From today’s Financial Times:
When Brendan Barber, general secretary of the Trades Union Congress, made a plea for Labour to discover a new vision and strategy last month it appeared to mark a watershed in heightened tensions between the party and the unions.
Mr Barber, the figurehead of the union movement, is well-known as a party loyalist who rarely speaks out of turn…
Derek Simpson, joint head of Unite, is another voice in the union movement now ramping up the pressure by demanding a clear sense of purpose from the Labour leadership.
There is agreement across the ideological spectrum within Labour that the party must reconnect with the electorate; they are just not entirely sure how.
Even within the unions there is a sense of “disgruntlement” with the party, according to Mr Simpson. “Lots of members will say they were Labour voters but haven’t made up their minds and don’t know who to vote for next time,” he says.

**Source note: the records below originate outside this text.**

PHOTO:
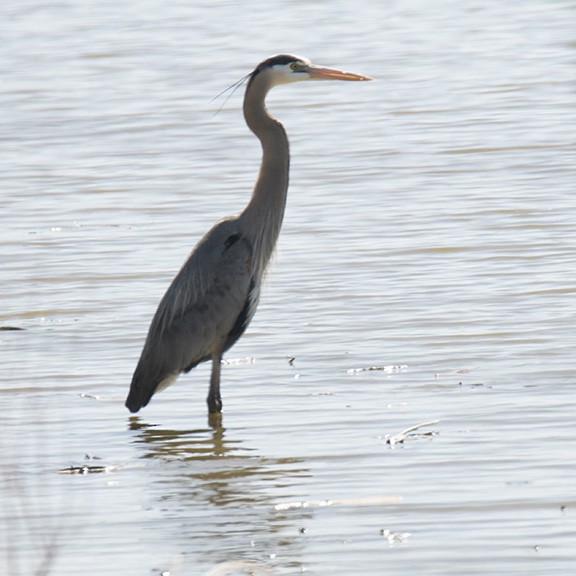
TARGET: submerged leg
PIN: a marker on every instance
(214, 400)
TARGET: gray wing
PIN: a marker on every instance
(204, 311)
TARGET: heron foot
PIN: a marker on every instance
(214, 404)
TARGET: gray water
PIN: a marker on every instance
(424, 275)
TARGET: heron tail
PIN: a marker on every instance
(144, 385)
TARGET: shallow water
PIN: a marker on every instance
(424, 273)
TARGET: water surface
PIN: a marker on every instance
(424, 273)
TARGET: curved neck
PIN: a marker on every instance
(262, 218)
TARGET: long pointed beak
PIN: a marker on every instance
(320, 73)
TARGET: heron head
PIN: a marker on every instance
(287, 68)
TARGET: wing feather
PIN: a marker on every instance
(204, 311)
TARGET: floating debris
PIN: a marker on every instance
(401, 436)
(395, 537)
(239, 361)
(91, 396)
(367, 501)
(246, 566)
(389, 369)
(88, 470)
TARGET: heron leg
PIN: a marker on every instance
(214, 400)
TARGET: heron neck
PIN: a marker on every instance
(262, 218)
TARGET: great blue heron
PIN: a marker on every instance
(214, 296)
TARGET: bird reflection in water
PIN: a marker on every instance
(220, 497)
(216, 467)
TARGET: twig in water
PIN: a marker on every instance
(401, 436)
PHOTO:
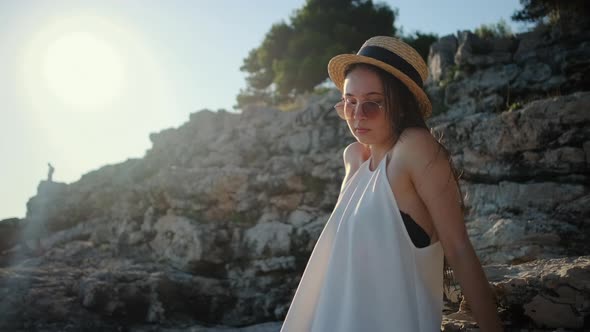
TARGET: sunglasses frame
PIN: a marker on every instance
(340, 108)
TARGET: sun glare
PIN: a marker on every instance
(83, 70)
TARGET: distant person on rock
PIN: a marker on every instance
(378, 264)
(50, 172)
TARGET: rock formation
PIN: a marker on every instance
(213, 227)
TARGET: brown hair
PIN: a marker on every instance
(402, 113)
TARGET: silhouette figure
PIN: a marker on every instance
(50, 173)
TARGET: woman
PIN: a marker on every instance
(378, 263)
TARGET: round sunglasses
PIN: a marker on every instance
(346, 108)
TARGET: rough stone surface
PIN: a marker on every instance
(212, 228)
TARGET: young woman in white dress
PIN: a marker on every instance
(378, 263)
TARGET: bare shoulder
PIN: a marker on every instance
(419, 146)
(354, 155)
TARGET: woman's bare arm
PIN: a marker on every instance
(432, 176)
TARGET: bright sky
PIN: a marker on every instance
(84, 83)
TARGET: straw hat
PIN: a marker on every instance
(395, 57)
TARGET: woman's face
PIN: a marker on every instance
(361, 85)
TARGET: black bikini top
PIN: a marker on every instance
(419, 237)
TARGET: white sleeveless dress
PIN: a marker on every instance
(364, 273)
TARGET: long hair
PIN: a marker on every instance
(402, 112)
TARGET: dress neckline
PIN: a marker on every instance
(368, 161)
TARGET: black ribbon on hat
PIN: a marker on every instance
(392, 59)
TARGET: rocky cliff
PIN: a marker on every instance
(214, 226)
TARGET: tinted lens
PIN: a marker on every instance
(339, 107)
(346, 110)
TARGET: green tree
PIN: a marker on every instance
(293, 57)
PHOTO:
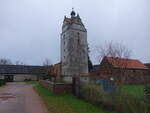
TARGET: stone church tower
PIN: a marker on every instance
(74, 47)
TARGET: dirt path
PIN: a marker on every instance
(20, 98)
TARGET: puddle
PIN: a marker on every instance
(5, 96)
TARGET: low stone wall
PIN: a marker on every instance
(58, 88)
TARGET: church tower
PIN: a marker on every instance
(74, 47)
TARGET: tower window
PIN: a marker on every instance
(78, 37)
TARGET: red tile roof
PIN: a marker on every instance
(125, 63)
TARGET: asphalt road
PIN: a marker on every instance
(20, 98)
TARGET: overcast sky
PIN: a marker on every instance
(30, 29)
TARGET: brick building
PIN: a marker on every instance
(129, 71)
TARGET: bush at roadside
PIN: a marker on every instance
(120, 102)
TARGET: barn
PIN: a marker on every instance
(129, 71)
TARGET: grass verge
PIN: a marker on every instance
(135, 90)
(65, 103)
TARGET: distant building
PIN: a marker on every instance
(74, 47)
(21, 73)
(131, 71)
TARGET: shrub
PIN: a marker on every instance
(120, 102)
(125, 103)
(94, 94)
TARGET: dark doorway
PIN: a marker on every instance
(9, 78)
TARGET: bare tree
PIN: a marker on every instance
(4, 61)
(118, 56)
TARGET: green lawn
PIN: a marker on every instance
(136, 90)
(65, 103)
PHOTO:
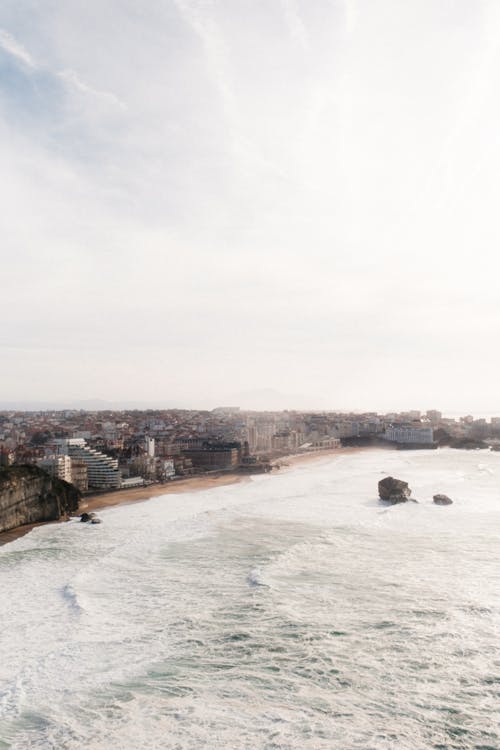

Another Labour figure says there were always tiffs between the unions and the party that they set up just over 100 years ago. But he said the bad feeling was worsening. “It is now being felt through the grassroots, it is not a disagreement between some general secretaries and the government over a certain bill or how much money should go into the NHS. The discontent has broken out of the Westminster village and into the real world.” Union members increasingly are voting for the Liberal Democrats, British National party or even the Tories – their traditional enemy – as Labour’s star fades, he says.